(No Fun Productions 2009)
Dietro il nome Oneohtrix Point Never si nasconde Daniel Lopatin, musicista elettronico di stanza a Brooklyn, NY. “Rifts” raccoglie in due CD i suoi primi tre lavori, originariamente licenziati in vinile in edizione limitata, più una serie di rarità, tutto materiale registrato tra il 2003 ed il 2009. Riportando alla luce gli album del compositore americano, la No Fun Productions ha inteso sottoporre ad un pubblico più vasto dei consumatori di 33 giri l’elettronica di Lopatin, basata su una mescolanza di synth-programming, drone, minimalismo, computer music e persino tecno degli esordi.

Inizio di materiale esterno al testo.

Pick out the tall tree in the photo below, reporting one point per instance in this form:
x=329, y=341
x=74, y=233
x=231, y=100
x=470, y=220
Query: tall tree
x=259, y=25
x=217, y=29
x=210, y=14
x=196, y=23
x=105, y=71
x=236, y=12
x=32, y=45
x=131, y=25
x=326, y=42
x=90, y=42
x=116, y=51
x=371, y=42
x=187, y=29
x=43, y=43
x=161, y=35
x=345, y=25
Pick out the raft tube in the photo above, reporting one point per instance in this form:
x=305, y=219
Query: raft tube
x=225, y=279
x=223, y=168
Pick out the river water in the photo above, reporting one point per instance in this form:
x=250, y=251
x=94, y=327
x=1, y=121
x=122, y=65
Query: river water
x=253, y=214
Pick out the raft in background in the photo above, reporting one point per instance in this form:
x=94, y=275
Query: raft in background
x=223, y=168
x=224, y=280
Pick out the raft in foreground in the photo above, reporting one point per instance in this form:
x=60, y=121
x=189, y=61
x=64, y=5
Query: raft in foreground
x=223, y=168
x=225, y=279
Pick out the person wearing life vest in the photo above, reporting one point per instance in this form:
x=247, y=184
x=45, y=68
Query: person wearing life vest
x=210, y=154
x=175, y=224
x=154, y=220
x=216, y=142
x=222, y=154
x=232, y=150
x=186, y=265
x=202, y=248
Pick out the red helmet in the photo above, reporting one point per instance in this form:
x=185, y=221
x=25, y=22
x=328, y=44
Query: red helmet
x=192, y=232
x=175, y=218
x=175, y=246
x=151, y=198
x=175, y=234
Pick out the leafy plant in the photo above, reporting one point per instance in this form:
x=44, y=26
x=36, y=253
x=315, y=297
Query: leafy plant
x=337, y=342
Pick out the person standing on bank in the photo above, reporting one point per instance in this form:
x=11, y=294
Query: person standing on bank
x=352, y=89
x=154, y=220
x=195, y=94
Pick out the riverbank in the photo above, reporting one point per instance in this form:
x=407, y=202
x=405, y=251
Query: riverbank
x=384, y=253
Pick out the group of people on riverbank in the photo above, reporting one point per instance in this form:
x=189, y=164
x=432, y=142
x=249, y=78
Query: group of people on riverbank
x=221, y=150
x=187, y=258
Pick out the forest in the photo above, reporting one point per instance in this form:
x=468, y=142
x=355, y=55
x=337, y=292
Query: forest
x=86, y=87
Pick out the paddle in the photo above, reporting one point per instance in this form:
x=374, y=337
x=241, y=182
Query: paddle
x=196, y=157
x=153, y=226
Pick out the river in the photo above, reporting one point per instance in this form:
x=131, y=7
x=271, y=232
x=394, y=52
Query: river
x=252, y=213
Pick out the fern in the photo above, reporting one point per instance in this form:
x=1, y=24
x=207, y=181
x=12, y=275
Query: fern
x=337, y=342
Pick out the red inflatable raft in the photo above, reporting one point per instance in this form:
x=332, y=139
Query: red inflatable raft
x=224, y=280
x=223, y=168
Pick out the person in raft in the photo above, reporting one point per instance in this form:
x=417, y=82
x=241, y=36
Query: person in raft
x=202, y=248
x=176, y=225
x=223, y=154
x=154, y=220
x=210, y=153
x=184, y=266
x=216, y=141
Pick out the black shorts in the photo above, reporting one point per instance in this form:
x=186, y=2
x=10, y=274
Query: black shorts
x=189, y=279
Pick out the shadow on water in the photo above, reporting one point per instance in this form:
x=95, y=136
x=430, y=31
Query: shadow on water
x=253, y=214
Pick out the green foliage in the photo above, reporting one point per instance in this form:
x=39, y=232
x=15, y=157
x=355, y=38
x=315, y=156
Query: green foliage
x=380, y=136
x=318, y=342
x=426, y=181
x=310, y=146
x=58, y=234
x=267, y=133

Il CD I comprende i primi due lavori del nostro, “Betrayed In The Octagon”, uscito per la Deception Island nel 2007 (tracce 1 – 7) e “Zones Without People”, edito dalla Arbor nel 2009 (tracce 8 – 14). Nel primo caso, siamo difronte ad un’elettronica che guarda alle profondità dello spazio interstellare. Il disco è conteso tra melodie, malinconiche e pulsanti come supernove (su tutte la title-track), e composizioni più dilatate, astratte e sospese (Woe Is The Transgression I e II), sorta di glaciali sinfonie che sembrano provenire dai recessi più oscuri del cosmo. Il tutto, per quanto ben confezionato, suona in effetti scarsamente originale. Più interessanti le altre sette tracce, in cui predomina un minimalismo robotico e meccanizzato (Computer Vision, Format & Journey North, con i suoi droni ed il crescendo sonoro-emotivo, i terribili squarci noise di Learning To Control Myself ed infine Emil Cioran, che parte con un saliscendi elettronico e beat implacabili per poi rimangiarsi tutto e virare verso un landscape sospeso).

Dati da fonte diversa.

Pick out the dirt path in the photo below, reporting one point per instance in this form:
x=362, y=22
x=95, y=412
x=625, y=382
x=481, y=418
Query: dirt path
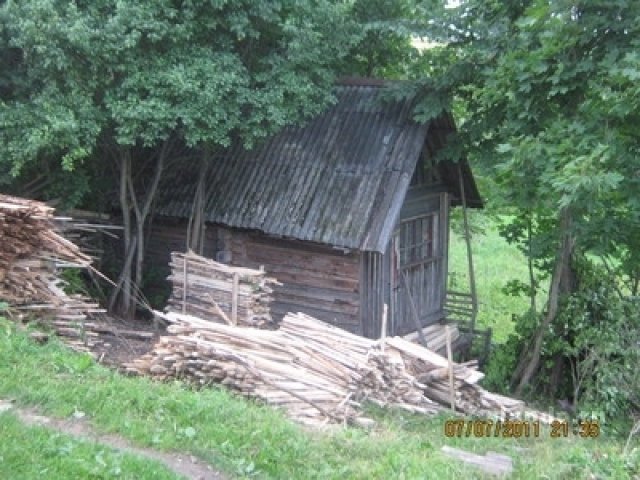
x=185, y=465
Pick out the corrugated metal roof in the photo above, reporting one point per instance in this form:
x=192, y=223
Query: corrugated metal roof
x=339, y=180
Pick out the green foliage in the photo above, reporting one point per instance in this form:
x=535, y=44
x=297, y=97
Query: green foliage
x=38, y=452
x=602, y=338
x=384, y=49
x=245, y=438
x=97, y=75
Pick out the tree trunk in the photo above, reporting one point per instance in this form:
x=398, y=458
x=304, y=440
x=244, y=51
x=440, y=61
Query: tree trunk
x=126, y=293
x=561, y=283
x=121, y=295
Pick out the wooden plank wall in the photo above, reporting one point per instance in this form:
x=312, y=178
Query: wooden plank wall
x=170, y=235
x=373, y=293
x=317, y=280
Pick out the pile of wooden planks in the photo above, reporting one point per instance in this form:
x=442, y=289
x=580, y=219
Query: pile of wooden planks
x=215, y=291
x=435, y=336
x=31, y=254
x=316, y=372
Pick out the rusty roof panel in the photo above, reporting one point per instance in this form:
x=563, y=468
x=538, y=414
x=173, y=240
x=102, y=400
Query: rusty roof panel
x=334, y=180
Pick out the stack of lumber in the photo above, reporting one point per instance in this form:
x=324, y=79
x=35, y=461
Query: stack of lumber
x=31, y=253
x=213, y=290
x=435, y=336
x=316, y=372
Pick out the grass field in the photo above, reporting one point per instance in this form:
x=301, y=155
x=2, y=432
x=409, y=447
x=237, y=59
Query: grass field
x=241, y=437
x=496, y=262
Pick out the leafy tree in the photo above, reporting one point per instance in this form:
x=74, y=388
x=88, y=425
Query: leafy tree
x=132, y=83
x=549, y=92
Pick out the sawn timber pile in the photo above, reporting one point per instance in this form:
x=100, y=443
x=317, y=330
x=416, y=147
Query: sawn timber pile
x=31, y=255
x=213, y=290
x=316, y=372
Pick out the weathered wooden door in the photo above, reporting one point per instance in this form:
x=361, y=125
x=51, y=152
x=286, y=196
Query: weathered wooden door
x=418, y=265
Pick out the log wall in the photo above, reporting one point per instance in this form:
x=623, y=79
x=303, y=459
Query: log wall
x=319, y=281
x=170, y=235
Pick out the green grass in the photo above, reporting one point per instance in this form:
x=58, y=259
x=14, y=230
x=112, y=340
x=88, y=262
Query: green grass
x=37, y=452
x=250, y=440
x=496, y=262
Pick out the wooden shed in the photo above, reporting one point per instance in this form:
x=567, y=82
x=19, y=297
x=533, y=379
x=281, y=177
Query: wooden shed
x=349, y=212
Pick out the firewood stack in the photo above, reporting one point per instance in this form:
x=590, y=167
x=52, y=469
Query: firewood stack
x=215, y=291
x=31, y=251
x=316, y=372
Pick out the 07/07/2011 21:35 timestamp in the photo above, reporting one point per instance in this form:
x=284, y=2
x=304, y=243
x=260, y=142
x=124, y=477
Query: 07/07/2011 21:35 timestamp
x=520, y=428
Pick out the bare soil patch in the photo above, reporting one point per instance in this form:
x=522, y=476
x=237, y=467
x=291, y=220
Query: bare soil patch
x=185, y=465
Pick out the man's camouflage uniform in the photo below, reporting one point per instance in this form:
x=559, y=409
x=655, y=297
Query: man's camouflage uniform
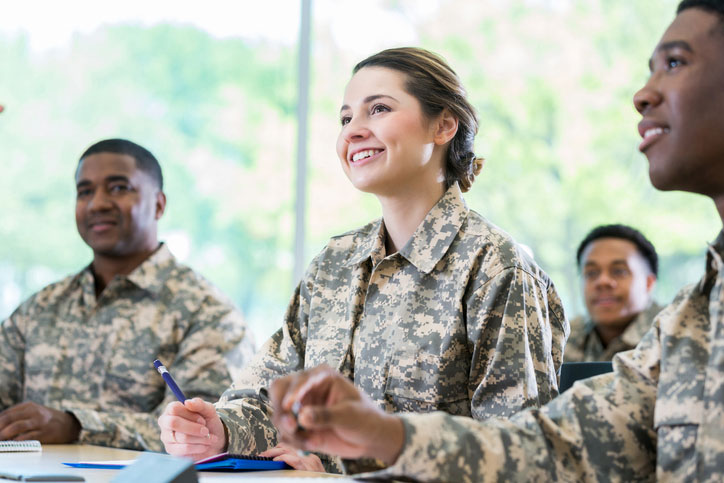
x=658, y=416
x=64, y=349
x=584, y=344
x=459, y=320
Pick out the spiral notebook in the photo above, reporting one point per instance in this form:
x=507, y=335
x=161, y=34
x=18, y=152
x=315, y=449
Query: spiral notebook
x=20, y=446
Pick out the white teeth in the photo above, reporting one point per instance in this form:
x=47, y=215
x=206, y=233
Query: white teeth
x=365, y=154
x=654, y=131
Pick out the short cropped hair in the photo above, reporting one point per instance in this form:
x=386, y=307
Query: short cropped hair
x=624, y=232
x=145, y=161
x=713, y=6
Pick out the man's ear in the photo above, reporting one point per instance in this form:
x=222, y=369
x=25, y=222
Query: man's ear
x=160, y=204
x=446, y=127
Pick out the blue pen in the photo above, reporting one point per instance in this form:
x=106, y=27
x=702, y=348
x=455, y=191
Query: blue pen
x=169, y=380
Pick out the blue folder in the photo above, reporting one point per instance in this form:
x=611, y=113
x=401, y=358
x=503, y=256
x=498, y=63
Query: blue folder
x=220, y=462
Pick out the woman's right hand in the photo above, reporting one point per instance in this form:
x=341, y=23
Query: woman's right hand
x=192, y=429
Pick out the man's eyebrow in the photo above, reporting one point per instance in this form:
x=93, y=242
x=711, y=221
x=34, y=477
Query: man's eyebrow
x=117, y=177
x=369, y=99
x=673, y=44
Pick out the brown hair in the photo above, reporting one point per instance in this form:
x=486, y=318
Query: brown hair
x=437, y=87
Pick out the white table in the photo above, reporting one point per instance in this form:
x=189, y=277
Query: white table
x=53, y=455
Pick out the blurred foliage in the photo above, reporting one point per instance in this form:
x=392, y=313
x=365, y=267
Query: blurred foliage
x=552, y=82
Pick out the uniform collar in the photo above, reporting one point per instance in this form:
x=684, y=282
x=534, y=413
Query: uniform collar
x=148, y=276
x=431, y=239
x=437, y=231
x=714, y=257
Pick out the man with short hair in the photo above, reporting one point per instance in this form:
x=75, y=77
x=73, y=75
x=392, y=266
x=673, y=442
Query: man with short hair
x=618, y=267
x=76, y=357
x=659, y=415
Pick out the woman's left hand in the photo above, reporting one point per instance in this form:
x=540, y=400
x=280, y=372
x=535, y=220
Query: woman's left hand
x=284, y=452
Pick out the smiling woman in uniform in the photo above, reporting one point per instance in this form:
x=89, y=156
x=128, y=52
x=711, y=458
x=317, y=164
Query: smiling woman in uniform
x=430, y=307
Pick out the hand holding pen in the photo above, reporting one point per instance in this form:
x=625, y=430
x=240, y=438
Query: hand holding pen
x=190, y=427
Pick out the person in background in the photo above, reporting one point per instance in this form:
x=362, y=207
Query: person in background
x=619, y=267
x=431, y=307
x=660, y=414
x=76, y=357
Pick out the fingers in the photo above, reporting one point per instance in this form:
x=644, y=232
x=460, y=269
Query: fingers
x=308, y=387
x=275, y=451
x=289, y=455
x=199, y=406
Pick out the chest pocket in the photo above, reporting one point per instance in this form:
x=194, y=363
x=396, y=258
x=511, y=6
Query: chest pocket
x=39, y=371
x=422, y=380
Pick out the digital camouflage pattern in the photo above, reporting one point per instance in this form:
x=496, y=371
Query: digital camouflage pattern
x=459, y=320
x=658, y=416
x=64, y=349
x=584, y=344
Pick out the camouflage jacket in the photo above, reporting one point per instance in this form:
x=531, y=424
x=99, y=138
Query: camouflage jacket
x=658, y=416
x=584, y=344
x=459, y=320
x=64, y=349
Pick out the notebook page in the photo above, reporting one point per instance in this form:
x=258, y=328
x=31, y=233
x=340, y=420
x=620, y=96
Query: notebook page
x=20, y=446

Le cose peggiorano nel secondo disco. Le prime sette tracce, tratte da “Russian Mind” (No Fun Productions, 2009) sono le peggiori dell’intera raccolta, con il loro noiosissimo e prevedibile uso dei drone (con l’eccezione della splendida Grief And Repetition, cupa, oscura, venata di jazz, e della fluttuante title-track); i brani finora inediti, poi, non aggiungono niente a quanto già ascoltato fino a quel momento, con l’unica (rilevante) eccezione di I Know It’s Taking Pictures From Another Plane (Inside Your Sun), una sorprendente ballad psych-folk lo-fi per voce, chitarra acustica ed effetti elettronici.
In conclusione, “Rifts” rivela come Lopatin sia in fondo un musicista poco originale, uno che ha studiato ma che poi, giunto alla prova finale, s’è limitato a fare il compitino. Forse per paura di sbagliare, forse per mancanza di talento, chissà. Fatto sta che la sua musica, alla fin fine, suona assai prevedibile: al massimo regala qualche buon numero, ma non aggiunge nulla alla ricerca nel campo dell’elettronica moderna.